Ranking expenses and savings goals in order of priority may help in creating a cushion for unexpected financial challenges. skynesher/iStockPhoto / Getty Images

The standard advice in times of economic uncertainty is to build up your cash reserves and hold off on large unnecessary spending. Let me add to that something I’ve come to call “defensive budgeting.”

It’s the strategy I use to deal with how my family’s household income is frustratingly hard to predict. While I receive a steady paycheque, my husband works on contract in a creative field and notoriously volatile industry. And while the contracts keep coming, we know that there’s always the chance he’ll be off work for a few weeks or longer at some point in the year.

The possibility of a financial dry spell of indefinite length is something I’ve learned to build into how I manage our cash flow. With so many people worried about their job security in this economy, I thought I’d share my strategy.

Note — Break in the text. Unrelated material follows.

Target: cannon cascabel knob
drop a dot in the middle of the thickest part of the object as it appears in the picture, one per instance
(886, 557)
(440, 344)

Since my income is stable and more secure, most of our recurring, automatic payments – from mortgage and utility bills to subscriptions – come out of my account. We also share roughly equally routine spending on groceries, transportation, personal care and similar items. This leaves the rest of my husband’s income to cover the lion’s share of seasonal and one-off expenses and savings goals, as well as building up or replenishing our emergency funds.

In January, I typically list on a spreadsheet how much I estimate we’ll need for non-routine spending and savings throughout the year. Then, I rank those items in order of priority.

The first thing I typically set aside money for are our property taxes, an infrequent expense that doesn’t easily fit in my monthly bill-paying budget. It’s easier to save up for it in a few lump sums from my husband’s income, which I like to do a year in advance.

So for example, this spring we saved up for next year’s taxes. This is an extra financial buffer that gives me peace of mind. If we ever run into a long spell of unemployment, we have a long time to catch up.

Next up is usually saving up for our annual Christmas trip to Italy (where I’m from and my parents still live). I’ve learned the best fares are usually gone by the end of March so this is something we have to act on quickly.

That’s also, typically, when I pay for my kid’s summer camps (yes, this is a necessary expense, as we both work full-time and have no family nearby).

Then I typically rebuild or boost our rainy-day cash, as needed, top up our retirement accounts, and put $2,500 into my kid’s RESP.

After that comes paying the cost of his after-school activities for the fall and winter, as well as putting money into our “car fund,” since we’ll likely need a new ride in five to six years.

Once the essentials are covered, I move on to our “second tier” retirement savings goal, putting more money in our TFSAs or RRSPs.

I also tweak the list regularly, as there are always necessary or time-sensitive bigger-ticket expenses that crop up unexpectedly. If all goes well, later in the year is when I get to the fun “extras,” such as an added vacation or new furniture.

Generally, I don’t worry about what the next year will look like, unless I have a reason to. It’s a psychological trick that allows me to indulge in some fun spending and fight my tendency to want to just keep saving for the next cycle of necessities.

The bottom line is that paying for irregular expenses months in advance and ranking expenses and savings goals in order of priority has helped us live with a fluctuating household income for years without upending our lifestyle or falling behind on long-term financial priorities. If you’re worried about losing your job, defensive budgeting might help you, too.